3D Printers

Sugar Lab — 3D Printing Just Got Sweeter

Have you ever seen a 3D printed artifact and thought, “Hell, that looks good enough to eat!”, only to find that it’s made of indigestible ABS plastic? Husband and wife team Kyle and Liz has solved this problem with their sugar-based 3D printing firm, the Sugar Lab.

Kyle and Liz, originally a pair of architectural designers, developed Sugar Lab when trying to 3D print a cake for a friend’s birthday. Though they did not end up with a 3D-printed cake, the duo did print a cupcake topper that spelled out the birthday girl’s name in a 3D-printed, sugar-based script. And Sugar Lab was born, along with their elegant and sugary designs. Their work is custom, tailored to whatever confection concoction you might have in mind and, with their backgrounds in architecture, Kyle and Liz can whip up even the most complex of geometric shapes.

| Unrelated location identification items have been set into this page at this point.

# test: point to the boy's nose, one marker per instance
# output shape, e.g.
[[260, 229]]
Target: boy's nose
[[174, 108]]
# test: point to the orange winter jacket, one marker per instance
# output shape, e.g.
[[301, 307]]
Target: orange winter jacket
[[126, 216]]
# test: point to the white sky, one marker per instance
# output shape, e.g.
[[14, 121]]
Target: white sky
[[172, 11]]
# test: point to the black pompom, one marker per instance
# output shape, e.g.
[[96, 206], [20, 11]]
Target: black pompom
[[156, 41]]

The East Los Angeles firm does not disclose their printing method on their website, but, based on other methods of food printing, it’s that they are using an FFF printer or something like an SLS machine. With an FFF printer, a sugar paste would have to be extruded from a modified nozzle. An SLS method might rely on – at least in the case of the CandyFab sugar printer – heating together the selected bits of sugar with a hot air gun the way a laser in SLS machines fuses together bits if powder.

Whatever their method of construction, there are endless possibilities with this project. If they are able to, one day, perfect cake printing, I can imagine octahedral desserts with chocolate drizzled along every lattice, inside and out. Of course, with every technology, there are downsides. Kyle and Liz may have beneficent intentions now, but if they become corrupted with candy power, all German children should beware of any gingerbread houses they happen across in the middle of a forest.